Bad Excuses Die Hard
Some things in life are timeless. A good wristwatch is one. Another is a bad excuse. Bad excuses, unfortunately, are too often repeated. A case in point was an article sent to me recently by Bob Gourley, America’s top high school hammer throw statistician and also a fine youth coach.
The article was written in 1939, but could have just come from the mouth of Lionel Leach 70 years later. Back on February 17, 1939 the Lewiston (Maine) Evening Journal printed an article titled “Maine Principals Ban on Hammer Draws Fire.” In it, the paper responds to what turned out to be true rumors that the Maine Principal’s Association was going to cut the hammer throw as an event at the state championships. During the 1920s and 1930s, more than half of the states had the hammer throw as a high school event. But within the ten years all but Rhode Island would have eliminated the sport.
The reason for the cut: “From all that can be learned the only reason the MPA has for dropping the hammer throw is that it is a dangerous event.” The newspaper’s response is also just as true today: “Yet few accidents have ever cropped up in any of the meets, dual, sectional, or state. If the hammer throw is a dangerous event, declare track coaches, then discus and javelin are also dangerous.” The newspaper asserted this back in the days when people threw without cages. Now the argument is even stronger as facilities have improved. Rhode Island’s accident-free track record provides a great counterpoint to the age-old “danger” argument.
Maine also had a rich tradition in hammer throwing, producing two Olympians and three more Olympic hopefuls. Just a year earlier the same newspaper wrote another article title “Hammer throwing a speciality in Maine.” Fred Tootell even became the first American-born athlete to win the Olympic after studying in Maine. However, as the author correctly noted, cutting the hammer throw means that tradition would be lost. As remains the case “the importance of that early high school training cannot be over-estimated.”

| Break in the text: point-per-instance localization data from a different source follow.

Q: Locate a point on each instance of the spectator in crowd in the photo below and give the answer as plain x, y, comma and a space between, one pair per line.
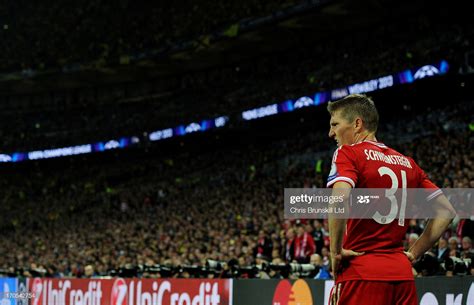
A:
304, 245
323, 273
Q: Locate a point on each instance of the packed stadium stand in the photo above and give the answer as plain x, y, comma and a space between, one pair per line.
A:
208, 205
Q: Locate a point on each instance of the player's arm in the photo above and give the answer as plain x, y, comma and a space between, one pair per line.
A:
337, 226
444, 214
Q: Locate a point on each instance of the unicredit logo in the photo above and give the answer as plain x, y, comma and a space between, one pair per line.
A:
119, 292
287, 294
133, 293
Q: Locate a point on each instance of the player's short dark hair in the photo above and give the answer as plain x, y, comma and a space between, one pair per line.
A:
357, 105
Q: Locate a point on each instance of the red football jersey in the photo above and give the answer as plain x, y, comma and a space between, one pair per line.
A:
373, 165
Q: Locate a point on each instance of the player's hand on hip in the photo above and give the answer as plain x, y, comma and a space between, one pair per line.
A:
350, 253
337, 258
410, 256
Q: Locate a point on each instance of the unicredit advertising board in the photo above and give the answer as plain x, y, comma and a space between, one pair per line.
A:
130, 292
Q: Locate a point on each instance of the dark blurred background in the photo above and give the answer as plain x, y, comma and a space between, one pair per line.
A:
210, 204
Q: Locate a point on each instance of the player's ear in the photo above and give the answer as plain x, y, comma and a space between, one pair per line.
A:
358, 123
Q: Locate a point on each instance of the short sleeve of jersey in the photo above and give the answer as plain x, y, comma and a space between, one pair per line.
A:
432, 191
343, 167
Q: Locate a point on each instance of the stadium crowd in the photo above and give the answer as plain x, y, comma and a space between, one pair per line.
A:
225, 205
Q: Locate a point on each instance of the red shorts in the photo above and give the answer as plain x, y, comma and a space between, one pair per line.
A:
374, 293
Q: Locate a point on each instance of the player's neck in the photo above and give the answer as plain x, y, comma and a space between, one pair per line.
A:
366, 137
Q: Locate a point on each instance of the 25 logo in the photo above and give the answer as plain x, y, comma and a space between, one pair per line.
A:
363, 199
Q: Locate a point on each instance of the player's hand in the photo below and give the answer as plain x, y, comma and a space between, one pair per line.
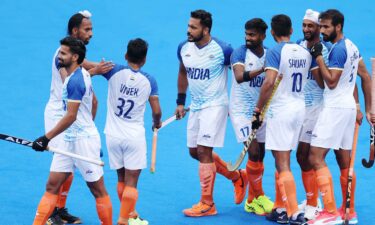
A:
156, 125
316, 50
40, 144
256, 123
102, 68
359, 117
180, 112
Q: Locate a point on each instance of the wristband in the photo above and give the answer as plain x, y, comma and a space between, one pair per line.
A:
246, 76
181, 98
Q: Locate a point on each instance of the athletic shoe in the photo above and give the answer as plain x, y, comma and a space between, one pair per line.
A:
325, 217
55, 219
67, 217
254, 207
278, 215
353, 219
265, 203
299, 219
303, 205
201, 209
137, 221
240, 187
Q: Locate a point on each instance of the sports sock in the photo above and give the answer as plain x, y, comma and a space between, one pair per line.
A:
344, 187
129, 199
46, 206
104, 210
324, 180
278, 199
64, 190
207, 174
311, 187
254, 172
221, 168
287, 188
120, 189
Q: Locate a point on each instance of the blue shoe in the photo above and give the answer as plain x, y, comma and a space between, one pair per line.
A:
278, 215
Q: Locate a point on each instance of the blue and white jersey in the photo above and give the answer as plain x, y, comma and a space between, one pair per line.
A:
244, 96
54, 107
293, 62
313, 93
128, 92
78, 88
206, 69
344, 56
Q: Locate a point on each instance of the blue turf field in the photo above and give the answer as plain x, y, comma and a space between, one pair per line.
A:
30, 31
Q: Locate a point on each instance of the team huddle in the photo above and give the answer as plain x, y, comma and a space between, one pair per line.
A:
300, 95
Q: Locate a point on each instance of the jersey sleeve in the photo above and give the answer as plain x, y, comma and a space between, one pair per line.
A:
76, 88
273, 59
114, 70
337, 57
238, 56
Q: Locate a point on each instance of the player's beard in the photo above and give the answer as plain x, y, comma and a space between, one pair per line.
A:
195, 39
330, 37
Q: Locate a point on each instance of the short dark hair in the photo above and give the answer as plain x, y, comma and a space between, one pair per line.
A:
281, 25
257, 24
204, 16
334, 15
75, 21
76, 46
137, 50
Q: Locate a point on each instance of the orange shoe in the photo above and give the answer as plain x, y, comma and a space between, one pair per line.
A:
201, 209
240, 186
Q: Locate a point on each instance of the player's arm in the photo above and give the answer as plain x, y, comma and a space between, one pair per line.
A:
266, 89
242, 76
95, 104
366, 87
156, 111
182, 84
66, 121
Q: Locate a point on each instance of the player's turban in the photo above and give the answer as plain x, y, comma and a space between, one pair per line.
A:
85, 13
312, 15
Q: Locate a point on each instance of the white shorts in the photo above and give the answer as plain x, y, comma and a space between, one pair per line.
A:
334, 128
89, 147
128, 153
284, 127
49, 124
311, 117
242, 128
206, 127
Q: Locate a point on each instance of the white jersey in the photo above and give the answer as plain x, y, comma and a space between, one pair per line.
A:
54, 107
78, 88
128, 92
344, 56
293, 62
244, 96
313, 93
206, 69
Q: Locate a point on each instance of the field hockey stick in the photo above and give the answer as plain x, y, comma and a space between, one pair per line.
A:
252, 136
51, 149
370, 162
350, 175
155, 139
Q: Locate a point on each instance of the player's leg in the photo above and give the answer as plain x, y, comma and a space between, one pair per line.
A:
255, 169
48, 202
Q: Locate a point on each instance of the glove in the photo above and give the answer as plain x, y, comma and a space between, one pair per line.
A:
256, 121
316, 50
40, 144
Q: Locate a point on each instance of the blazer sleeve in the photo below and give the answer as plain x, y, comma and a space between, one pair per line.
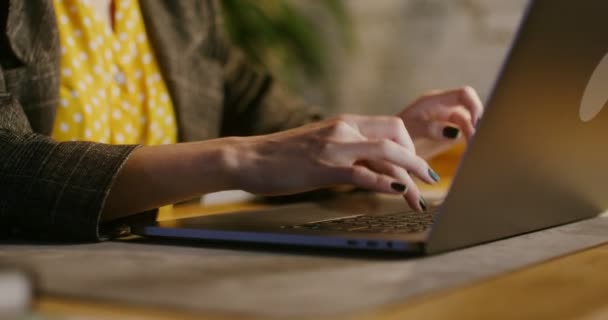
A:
254, 103
51, 190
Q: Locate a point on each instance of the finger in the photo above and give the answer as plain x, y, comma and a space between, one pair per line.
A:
446, 131
458, 116
412, 196
382, 127
363, 177
466, 97
390, 151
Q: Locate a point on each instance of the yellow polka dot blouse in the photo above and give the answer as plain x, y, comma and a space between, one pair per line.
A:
111, 88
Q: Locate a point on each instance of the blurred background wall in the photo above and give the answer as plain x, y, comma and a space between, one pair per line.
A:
399, 49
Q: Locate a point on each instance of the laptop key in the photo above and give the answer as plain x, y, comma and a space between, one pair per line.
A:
401, 222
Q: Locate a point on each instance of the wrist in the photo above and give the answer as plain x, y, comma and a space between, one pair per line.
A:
222, 162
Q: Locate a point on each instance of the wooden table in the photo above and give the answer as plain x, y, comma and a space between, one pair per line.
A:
574, 286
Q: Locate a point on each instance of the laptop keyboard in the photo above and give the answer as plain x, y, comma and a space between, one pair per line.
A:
401, 222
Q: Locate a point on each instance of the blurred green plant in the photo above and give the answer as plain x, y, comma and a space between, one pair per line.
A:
279, 35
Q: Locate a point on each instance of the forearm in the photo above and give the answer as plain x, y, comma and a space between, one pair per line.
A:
161, 175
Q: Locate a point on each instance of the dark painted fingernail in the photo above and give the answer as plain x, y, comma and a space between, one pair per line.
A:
451, 132
422, 203
398, 187
434, 175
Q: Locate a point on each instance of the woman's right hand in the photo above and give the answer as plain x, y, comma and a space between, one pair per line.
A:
372, 152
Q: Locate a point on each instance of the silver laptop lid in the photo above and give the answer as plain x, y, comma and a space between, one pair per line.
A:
540, 156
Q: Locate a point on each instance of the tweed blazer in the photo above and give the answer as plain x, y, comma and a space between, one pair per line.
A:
56, 190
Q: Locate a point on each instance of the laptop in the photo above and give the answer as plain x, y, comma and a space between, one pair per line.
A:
538, 159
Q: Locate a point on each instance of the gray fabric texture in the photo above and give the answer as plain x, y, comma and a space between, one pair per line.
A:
54, 190
262, 283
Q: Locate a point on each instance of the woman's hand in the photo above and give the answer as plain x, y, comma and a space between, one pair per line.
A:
375, 153
438, 120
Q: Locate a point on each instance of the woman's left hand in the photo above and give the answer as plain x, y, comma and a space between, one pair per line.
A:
438, 119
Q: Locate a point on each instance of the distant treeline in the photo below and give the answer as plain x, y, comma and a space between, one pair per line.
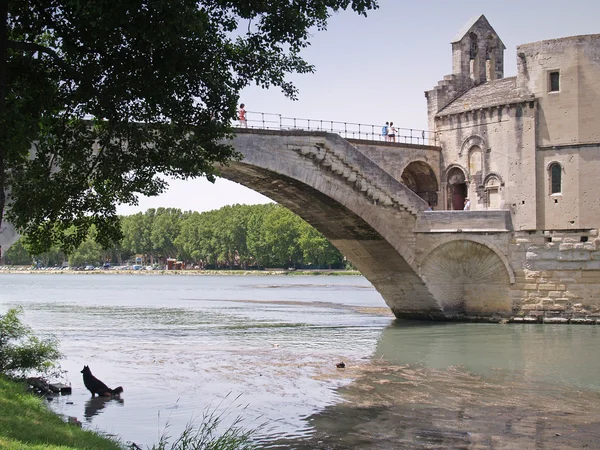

The only thing that has changed as that the more these bad excuses have been repeated, the more people actually start to believe them. In 1939 a newspaper was at least willing to call out the principals on their bad choice. I doubt that would happen now. And our responses are obviously falling on deaf ears. Hammer throwers have only recently started to gain success as they have accompanied the same replies with actions to teach and grow a new generation of throwers. Additional new ideas will be needed to change a mindset that is now almost set in stone.